The superhedging price is a coherent risk measure. The superhedging price of a portfolio (A) is equivalent to the smallest amount necessary to be paid for an admissible portfolio (B) at the current time so that at some specified future time the value of B is at least as great as A. In a complete market the superhedging price is equivalent to the price for hedging the initial portfolio.
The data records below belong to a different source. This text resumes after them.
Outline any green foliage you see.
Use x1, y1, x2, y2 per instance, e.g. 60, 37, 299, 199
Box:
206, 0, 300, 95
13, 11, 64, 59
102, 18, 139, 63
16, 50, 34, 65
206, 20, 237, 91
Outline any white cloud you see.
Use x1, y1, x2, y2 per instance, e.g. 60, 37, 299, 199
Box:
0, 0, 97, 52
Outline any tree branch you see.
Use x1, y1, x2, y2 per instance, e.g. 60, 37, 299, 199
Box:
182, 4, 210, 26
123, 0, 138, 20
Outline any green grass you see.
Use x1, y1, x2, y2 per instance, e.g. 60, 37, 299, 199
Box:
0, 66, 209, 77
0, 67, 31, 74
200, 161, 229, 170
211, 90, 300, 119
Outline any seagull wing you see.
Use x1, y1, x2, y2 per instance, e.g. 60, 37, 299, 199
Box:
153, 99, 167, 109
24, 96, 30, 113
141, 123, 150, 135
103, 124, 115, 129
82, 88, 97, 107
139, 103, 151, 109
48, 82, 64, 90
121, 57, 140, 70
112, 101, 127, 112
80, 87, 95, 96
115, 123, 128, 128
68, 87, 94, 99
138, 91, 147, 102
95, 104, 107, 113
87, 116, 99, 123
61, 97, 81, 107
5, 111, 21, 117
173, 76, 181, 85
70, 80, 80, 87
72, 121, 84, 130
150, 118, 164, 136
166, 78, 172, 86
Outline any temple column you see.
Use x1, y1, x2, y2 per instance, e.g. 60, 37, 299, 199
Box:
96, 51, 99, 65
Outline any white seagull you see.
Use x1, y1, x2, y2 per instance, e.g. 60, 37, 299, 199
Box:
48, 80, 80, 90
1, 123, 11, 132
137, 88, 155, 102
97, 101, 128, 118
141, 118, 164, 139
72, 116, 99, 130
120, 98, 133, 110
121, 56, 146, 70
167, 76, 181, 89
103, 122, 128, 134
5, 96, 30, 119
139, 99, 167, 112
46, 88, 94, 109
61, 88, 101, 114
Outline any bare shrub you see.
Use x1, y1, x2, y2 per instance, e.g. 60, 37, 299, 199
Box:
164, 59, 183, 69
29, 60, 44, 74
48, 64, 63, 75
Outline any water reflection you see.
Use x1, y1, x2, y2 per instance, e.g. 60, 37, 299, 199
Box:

==Mathematical definition==
If the set of equivalent martingale measures is denoted by EMM then the superhedging price of a portfolio X is $\rho(-X)$ where $\rho$ is defined by
 $\rho(X) = \sup_{Q \in \mathrm{EMM}} \mathbb{E}^Q[-X]$.
$\rho$ defined as above is a coherent risk measure.

==Acceptance set==
The acceptance set for the superhedging price is the negative of the set of values of a self-financing portfolio at the terminal time. That is
 $A = \{-V_T: (V_t)_{t=0}^T \text{ is the price of a self-financing portfolio at each time}\}$.

==Subhedging price==
The subhedging price is the greatest value that can be paid so that in any possible situation at the specified future time you have a second portfolio worth less or equal to the initial one. Mathematically it can be written as $\inf_{Q \in \mathrm{EMM}} \mathbb{E}^Q[X]$. It is obvious to see that this is the negative of the superhedging price of the negative of the initial claim ($-\rho(X)$). In a complete market then the supremum and infimum are equal to each other and a unique hedging price exists. The upper and lower bounds created by the subhedging and superhedging prices respectively are the no-arbitrage bounds, an example of good-deal bounds.

==Dynamic superhedging price==
The dynamic superhedging price has conditional risk measures of the form:
$\rho_t(X) = \operatorname{ess\,sup}_{Q \in EMM} \mathbb{E}^Q[-X | \mathcal{F}_t]$
where $\operatorname{ess\,sup}$ denotes the essential supremum. It is a widely shown result that this is time consistent.